Oct. 23rd, 2008

lallis_folly: (words_stay)
Seven and a half years ago, my husband and I moved from a forty-acre, non-working farm to town. We had only lived on the farm for about a year and a half, but it was long enough to fall in love. While a good chunk of the acreage was devoted to pasture, an equally large portion was wooded. The land occupied the south-facing slope of a hill and the north-facing slope of the next hill. In the crease between hills, there meandered a small stream. The only thing missing from the land was a pond (which I understand that the new owners later constructed).

About the time we moved out there, I became interested in photography and the farm was a perfect place to engage my new hobby. Once or twice a month, I would tramp the fields and woods, snapping picture after picture, documenting the farm in all its seasons. I have several photo albums devoted to nothing but the various stages of life in the country.

And our dogs and cats, of course; we had only two of each at that time, and it was fun to take the dogs on a tramp with a camera at the ready. We could trust them off-leash, so while we leashed them to cross the road (the house was on one side of the road, the land on the other), once we were in the fields, we let them loose.

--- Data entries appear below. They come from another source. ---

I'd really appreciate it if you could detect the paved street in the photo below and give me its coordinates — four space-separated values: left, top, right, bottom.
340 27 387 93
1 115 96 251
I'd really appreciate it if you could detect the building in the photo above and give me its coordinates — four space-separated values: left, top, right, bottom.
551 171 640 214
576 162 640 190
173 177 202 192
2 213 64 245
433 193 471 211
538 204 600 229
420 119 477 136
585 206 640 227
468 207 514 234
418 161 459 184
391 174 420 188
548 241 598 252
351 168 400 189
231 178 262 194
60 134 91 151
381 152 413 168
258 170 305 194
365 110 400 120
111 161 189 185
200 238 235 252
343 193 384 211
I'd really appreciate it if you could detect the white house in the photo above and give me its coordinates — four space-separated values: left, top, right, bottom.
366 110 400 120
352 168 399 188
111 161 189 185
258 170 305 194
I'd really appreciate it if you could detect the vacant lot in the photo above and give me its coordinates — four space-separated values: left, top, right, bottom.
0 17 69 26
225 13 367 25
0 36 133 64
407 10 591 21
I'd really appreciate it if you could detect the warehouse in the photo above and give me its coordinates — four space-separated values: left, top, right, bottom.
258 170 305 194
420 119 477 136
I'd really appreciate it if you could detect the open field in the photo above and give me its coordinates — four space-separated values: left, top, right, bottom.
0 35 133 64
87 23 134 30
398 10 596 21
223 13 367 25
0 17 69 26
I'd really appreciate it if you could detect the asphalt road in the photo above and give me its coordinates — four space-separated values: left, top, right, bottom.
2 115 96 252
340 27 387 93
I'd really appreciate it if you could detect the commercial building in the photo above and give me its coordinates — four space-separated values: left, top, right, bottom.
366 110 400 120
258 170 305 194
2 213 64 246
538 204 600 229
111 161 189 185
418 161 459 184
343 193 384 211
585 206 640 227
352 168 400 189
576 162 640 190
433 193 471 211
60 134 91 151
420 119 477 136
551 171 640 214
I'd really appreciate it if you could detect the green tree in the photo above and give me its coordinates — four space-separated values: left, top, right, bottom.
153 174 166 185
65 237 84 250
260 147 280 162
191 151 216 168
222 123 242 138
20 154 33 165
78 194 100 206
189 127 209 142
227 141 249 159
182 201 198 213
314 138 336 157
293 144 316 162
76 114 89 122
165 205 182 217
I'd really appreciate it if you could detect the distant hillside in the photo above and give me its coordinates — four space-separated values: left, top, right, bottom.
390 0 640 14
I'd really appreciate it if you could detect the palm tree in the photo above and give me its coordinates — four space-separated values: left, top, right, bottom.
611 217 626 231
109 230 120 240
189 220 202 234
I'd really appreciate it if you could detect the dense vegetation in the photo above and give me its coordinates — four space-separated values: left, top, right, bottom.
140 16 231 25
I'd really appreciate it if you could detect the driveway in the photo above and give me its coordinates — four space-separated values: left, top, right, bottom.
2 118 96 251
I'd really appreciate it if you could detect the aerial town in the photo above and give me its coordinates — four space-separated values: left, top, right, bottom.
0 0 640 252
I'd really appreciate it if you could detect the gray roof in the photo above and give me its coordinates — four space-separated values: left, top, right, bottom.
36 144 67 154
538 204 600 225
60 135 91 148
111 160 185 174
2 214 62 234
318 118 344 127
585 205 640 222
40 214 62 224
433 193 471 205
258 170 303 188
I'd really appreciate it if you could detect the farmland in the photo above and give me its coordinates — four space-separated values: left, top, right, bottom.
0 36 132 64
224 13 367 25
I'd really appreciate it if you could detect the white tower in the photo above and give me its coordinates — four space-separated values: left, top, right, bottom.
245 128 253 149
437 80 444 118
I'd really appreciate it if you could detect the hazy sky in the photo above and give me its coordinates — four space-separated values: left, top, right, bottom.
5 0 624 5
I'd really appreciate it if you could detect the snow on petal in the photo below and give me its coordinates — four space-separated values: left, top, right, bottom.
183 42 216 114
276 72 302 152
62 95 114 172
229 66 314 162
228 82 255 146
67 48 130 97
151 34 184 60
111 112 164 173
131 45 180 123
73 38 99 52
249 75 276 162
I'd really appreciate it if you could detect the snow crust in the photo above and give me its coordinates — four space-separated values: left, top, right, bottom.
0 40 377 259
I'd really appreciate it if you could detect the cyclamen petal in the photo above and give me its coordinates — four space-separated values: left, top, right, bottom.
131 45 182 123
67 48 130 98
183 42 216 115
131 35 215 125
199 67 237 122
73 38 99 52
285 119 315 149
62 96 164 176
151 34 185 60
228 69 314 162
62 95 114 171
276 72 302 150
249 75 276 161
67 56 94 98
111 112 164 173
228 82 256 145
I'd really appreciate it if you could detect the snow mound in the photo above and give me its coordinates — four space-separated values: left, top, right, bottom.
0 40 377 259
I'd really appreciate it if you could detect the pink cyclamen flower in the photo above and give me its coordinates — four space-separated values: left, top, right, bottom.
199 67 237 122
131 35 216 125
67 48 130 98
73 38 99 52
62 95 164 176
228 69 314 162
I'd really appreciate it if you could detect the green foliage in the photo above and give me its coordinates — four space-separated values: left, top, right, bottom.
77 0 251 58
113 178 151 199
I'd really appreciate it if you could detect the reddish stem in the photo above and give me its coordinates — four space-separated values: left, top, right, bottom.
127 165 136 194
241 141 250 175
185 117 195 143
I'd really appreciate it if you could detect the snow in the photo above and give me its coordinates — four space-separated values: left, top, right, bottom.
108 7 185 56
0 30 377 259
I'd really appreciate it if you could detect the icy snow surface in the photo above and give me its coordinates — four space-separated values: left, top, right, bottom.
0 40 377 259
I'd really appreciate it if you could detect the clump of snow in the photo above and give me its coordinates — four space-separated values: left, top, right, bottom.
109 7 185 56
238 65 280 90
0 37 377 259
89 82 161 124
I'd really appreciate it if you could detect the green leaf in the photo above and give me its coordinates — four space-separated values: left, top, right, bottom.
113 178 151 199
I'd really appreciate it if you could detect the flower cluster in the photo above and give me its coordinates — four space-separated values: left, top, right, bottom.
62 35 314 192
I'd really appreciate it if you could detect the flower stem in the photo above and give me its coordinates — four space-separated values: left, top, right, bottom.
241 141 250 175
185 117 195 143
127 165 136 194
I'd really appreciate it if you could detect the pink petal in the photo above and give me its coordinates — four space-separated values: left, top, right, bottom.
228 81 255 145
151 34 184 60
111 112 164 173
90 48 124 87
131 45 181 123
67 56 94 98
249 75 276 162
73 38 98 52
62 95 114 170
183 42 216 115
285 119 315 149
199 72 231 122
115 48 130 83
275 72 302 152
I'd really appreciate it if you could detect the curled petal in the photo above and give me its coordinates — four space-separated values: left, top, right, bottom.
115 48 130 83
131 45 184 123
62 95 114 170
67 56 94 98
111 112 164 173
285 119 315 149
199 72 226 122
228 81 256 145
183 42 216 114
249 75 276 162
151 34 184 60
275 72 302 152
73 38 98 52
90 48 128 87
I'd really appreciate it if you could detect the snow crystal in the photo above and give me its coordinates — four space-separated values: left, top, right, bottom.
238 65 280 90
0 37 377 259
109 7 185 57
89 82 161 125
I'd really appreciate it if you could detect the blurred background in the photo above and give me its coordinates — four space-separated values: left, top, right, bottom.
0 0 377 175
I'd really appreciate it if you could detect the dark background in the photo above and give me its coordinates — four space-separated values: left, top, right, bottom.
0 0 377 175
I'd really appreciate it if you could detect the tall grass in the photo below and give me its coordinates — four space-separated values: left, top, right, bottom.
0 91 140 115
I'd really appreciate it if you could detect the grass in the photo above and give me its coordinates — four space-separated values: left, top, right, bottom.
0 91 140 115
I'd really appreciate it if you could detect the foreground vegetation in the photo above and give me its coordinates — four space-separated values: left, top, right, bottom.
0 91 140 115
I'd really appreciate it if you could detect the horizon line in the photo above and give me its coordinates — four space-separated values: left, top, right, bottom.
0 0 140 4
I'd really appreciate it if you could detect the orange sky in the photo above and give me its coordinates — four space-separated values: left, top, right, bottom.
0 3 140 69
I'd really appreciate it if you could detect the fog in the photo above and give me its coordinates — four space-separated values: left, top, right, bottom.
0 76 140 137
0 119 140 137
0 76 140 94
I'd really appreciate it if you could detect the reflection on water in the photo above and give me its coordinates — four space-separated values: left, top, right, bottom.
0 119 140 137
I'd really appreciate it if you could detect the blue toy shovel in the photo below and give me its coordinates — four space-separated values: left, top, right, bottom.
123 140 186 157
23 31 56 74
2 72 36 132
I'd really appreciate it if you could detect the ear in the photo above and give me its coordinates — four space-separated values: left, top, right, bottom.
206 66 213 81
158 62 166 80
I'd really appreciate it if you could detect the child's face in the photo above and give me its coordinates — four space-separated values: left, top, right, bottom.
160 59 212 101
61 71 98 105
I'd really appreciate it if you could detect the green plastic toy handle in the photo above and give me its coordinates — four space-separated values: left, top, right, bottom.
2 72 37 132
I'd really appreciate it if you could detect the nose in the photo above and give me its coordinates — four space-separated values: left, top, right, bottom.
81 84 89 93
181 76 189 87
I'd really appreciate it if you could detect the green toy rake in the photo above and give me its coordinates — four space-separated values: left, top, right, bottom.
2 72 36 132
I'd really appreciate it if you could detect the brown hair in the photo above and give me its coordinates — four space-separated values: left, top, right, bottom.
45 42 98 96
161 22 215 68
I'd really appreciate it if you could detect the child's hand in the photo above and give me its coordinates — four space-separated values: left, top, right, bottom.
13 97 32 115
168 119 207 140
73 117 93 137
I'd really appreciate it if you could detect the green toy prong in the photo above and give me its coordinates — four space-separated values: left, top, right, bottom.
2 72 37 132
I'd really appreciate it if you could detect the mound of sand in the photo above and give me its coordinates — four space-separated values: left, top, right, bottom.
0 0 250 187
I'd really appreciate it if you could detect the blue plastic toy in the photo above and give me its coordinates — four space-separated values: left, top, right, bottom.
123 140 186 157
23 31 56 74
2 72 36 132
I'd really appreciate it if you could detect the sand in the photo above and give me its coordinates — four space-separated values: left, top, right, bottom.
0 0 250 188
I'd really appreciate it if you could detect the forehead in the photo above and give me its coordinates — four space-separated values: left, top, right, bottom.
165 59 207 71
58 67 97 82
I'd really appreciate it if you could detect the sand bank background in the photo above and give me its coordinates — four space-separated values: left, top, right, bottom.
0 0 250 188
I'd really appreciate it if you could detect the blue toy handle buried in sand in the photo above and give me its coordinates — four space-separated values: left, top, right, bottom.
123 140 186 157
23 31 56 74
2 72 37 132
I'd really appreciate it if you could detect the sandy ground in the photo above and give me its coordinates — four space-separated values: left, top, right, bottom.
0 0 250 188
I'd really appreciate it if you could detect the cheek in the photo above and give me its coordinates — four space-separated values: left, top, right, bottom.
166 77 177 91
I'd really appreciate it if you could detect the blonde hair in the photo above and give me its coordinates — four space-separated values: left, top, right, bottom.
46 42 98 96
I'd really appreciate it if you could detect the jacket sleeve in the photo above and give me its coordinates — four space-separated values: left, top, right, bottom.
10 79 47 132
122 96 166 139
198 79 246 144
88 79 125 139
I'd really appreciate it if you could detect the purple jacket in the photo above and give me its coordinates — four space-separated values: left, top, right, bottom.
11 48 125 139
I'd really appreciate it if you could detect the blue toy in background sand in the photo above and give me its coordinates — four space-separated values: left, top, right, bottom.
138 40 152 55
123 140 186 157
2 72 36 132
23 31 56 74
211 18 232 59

During the course of those precious months, I became a relatively competent photographer, which is to say that I got the shot that I was aiming at more often than not. My equipment was not particularly sophisticated: a decent SLR camera using actual film (*gasp*) and a telephoto lens. I loved using the telephoto lens. I like taking pictures of small things: pebbles, bugs, wildflowers. Grand landscapes aren't for me and I'm not interested in photographing people. But apple blossoms against a May sky, or three different colors of sweet peas, or possibly an idiot dog jumping into a stream instead of over it? Those are the sorts of pictures I like and my photo albums are full of them.

Shortly after we moved into town, we got a digital camera. Much smaller and lighter than that huge, old SLR, it became my camera of choice, especially for eBay pictures. But I find that my pictures aren't as nice as they were when we lived on the farm. Alas, film and developing are too expensive.

I find that as I take my daily walks, and often while riding somewhere, I am framing pictures in my mind. A few times, I even go back for them, only to find that my eye sees better than the camera. Nothing seems to turn out exactly as I had hoped with the digital camera, though I have gotten some wonderful -- and unprinted -- shots. My photo albums languish on my dresser, with no new pictures added in years.

Digital is okay, I suppose, but I really miss tramping my woods looking for hidden things to photograph.